No entanto, e aqui reside o puzzle, os eleitores continuam a apoiar de forma fervorosa os incumbentes. No início do ano, assistimos a uma vitória surpreendente de António Costa que brindou o Partido Socialista com uma maioria absoluta, depois de dois mandatos a governar em minoria. Mais recentemente, no meio de um mandato inenarrável, uma sondagem do Expresso sugere que 74% dos Portugueses apreciam o estilo populista de fazer política de Marcelo Rebelo de Sousa.

Por que é que isto é um puzzle? Numa visão altamente simplificada, a literatura de ciência política mostra que os eleitores penalizam os incumbentes quando estes são incapazes de aumentar o bem-estar económico e social. Obviamente que o mandato de Costa tem sido altamente complexo, com a pandemia e a guerra pelo meio, o que torna mais difícil a atribuição de culpas num contexto de voto económico. Estes factores estão, naturalmente, fora do controlo do executivo português. No entanto, os eleitores deveriam ser capazes de distinguir entre aquilo que está no controlo do executivo e os choques exógenos. Face ao desempenho francamente constrangedor de António Costa, o mais natural seria uma penalização do executivo. O puzzle fica ainda mais denso se olharmos para uma sondagem no Expresso de Novembro de 2021, na qual mais de dois terços dos inquiridos afirmam que tudo – literalmente tudo –, impostos, desigualdade, desemprego, precaridade, vai piorar. Tal como mostra a figura abaixo. É-me impossível conciliar esta perspectiva das massas sobre o futuro e o continuado apoio ao regime e ao governo Costa.

Relatório da Sondagem ICS-ICSTE para SIC/Expresso, Outubro/Novembro 2021

As raízes deste puzzle são complexas e muito difíceis de perceber. Confesso que não as consigo deslindar. Deixo algumas pistas. Por um lado, os partidos políticos têm pouca capacidade de mudar. Não nos iludamos. Um potencial governo do PSD pouco mudaria as coisas. Teria apenas uma enorme vantagem: ao contrário do PS, os governos de direita são muitíssimo mais fiscalizados e alvo de escrutínio por parte da comunicação social. Um primeiro ministro de direita não conseguiria abanar os ombros, com um tom blasé, quando confrontando com os sucessivos escândalos em que seu o governo está envolvido. Por outro lado, a classe média Portuguesa continua em negação.
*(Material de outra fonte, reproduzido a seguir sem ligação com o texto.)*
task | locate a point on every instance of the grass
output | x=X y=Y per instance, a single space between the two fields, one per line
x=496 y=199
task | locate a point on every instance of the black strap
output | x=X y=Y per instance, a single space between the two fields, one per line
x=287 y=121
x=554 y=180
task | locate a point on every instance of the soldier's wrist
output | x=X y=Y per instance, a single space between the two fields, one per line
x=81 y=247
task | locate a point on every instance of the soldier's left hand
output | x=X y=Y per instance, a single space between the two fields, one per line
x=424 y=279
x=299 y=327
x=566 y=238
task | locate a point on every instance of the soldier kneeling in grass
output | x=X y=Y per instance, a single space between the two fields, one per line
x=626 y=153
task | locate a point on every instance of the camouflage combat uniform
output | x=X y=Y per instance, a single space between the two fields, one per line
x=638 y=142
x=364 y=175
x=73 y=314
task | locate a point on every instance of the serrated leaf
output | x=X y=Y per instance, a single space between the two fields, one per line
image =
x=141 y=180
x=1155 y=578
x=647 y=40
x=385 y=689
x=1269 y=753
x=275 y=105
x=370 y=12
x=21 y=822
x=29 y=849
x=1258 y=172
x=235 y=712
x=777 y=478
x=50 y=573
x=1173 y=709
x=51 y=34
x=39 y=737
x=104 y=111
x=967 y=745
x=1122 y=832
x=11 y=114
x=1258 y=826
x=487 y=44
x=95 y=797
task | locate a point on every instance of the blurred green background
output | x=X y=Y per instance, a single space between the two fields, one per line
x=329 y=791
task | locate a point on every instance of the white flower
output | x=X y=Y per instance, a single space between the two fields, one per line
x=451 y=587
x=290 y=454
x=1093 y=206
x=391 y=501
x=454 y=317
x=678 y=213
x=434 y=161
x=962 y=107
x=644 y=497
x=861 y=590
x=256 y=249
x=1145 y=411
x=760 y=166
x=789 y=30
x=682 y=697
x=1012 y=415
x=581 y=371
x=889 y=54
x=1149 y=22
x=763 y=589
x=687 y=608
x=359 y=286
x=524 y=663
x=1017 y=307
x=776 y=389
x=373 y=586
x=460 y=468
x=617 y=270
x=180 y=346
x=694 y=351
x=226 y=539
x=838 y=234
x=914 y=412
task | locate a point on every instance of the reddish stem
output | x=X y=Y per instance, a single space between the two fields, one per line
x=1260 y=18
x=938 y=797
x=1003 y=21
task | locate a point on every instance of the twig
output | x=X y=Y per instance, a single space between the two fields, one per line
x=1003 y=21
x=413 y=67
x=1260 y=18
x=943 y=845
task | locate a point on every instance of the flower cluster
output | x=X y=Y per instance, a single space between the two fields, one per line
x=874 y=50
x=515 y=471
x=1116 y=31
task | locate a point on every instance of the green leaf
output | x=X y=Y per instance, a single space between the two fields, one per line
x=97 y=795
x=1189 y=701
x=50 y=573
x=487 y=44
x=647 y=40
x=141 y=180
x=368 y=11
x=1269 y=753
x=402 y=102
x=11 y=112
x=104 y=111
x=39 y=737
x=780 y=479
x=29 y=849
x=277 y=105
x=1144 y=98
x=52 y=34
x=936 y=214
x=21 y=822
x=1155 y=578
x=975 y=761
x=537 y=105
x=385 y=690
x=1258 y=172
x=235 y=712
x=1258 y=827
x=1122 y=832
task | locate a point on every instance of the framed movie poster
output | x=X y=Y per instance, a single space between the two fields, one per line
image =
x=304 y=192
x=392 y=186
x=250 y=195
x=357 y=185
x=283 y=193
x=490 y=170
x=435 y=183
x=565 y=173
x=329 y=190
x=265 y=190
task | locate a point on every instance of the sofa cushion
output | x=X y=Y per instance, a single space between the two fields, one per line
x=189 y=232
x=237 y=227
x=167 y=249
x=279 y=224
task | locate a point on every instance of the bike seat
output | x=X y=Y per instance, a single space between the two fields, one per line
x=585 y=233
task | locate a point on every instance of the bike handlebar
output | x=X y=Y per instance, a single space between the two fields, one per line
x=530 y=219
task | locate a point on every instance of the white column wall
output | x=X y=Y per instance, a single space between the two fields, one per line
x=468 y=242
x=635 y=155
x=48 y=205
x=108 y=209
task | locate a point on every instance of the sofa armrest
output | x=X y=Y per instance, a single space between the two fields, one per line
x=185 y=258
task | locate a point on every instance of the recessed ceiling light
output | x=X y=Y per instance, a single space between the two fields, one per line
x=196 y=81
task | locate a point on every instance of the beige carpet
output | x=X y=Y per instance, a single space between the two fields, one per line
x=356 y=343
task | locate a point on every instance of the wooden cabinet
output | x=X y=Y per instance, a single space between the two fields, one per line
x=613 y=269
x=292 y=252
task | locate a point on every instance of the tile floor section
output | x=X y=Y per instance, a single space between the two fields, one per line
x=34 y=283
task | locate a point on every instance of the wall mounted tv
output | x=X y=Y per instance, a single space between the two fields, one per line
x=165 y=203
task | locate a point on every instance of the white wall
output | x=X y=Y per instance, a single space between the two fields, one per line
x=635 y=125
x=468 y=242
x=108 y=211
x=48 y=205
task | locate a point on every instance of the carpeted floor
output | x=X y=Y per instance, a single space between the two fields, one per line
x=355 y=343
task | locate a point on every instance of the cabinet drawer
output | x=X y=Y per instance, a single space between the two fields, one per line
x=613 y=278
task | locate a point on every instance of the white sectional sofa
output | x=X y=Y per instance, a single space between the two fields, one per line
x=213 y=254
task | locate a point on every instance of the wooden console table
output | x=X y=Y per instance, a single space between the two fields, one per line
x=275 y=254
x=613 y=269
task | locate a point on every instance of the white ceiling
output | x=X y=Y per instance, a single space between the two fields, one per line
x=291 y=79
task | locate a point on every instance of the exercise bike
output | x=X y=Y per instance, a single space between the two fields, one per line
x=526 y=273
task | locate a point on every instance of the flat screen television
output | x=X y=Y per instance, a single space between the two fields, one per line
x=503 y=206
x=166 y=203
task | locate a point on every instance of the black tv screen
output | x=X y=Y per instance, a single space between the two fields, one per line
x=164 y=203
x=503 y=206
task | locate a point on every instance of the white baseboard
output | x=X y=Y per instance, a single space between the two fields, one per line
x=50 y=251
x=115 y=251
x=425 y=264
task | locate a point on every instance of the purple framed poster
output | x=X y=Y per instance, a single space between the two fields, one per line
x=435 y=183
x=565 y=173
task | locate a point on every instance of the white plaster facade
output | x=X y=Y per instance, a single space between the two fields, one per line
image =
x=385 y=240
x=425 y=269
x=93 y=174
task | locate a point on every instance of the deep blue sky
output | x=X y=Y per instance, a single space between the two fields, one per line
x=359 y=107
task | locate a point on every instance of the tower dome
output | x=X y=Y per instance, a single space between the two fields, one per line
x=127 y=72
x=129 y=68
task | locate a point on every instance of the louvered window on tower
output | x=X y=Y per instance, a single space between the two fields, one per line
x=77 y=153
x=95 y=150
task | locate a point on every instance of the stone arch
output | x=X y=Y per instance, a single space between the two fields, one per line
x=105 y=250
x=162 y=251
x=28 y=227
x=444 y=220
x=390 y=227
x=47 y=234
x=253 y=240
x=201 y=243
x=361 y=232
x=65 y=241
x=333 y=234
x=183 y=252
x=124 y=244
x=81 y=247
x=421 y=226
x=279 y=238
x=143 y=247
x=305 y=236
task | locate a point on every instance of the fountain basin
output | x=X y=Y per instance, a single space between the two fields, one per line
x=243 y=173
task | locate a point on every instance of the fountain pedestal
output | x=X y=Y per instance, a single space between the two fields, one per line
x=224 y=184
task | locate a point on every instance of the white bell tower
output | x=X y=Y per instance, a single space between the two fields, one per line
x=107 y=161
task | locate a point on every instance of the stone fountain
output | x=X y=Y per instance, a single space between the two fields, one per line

Acima de tudo, não querer voltar a 2011, pelo menos enquanto for possível. O mérito de António Costa, e aqui tiro-lhe o chapéu, foi ter conseguido convencer os Portugueses de que o período 2011-2015 resultou de uma escolha malévola de um governo de direita e não de problemas estruturais do país. Com a política actual, Costa vai erodindo os serviços públicos e empobrecendo o país lentamente.

Na ausência de mudança, este puzzle marcará a política Portuguesa nos próximos dez anos. À medida que formos empobrecendo crescentemente face à União Europeia, este tema tornar-se-á altamente saliente. Não é por acaso que António Costa, quer na Assembleia da República, quer na recente entrevista à Visão, fez da Iniciativa Liberal um dos seus principais alvos. Este partido teve o mérito de trazer o puzzle que enunciei à tona, politizando-o. Antes da campanha de 2022, os termos do declínio de Portugal eram debatidos de forma difusa, beneficiando quem está no poder. De resto,  existem imensos trabalhos na ciência politica que demonstram que a mera existência de clivagens e de temas políticos não é suficiente. É necessário que um partido política escolha trazê-las para a arena política. Foi precisamente isso que a Iniciativa Liberal fez, prestando um óptimo serviço à democracia Portuguesa, apesar das soluções que este partido apresenta para solucionar o puzzle sejam, a meu ver, irrealistas e baseadas em ideias económicas com pouca sustentação empírica.

Este ano não foi ainda o momento da mudança. Dificilmente os próximos serão. No entanto, em 2022, Portugal começou já a enfrentar de frente a sua decadência nos termos devidos. É, pelo menos, um primeiro passo.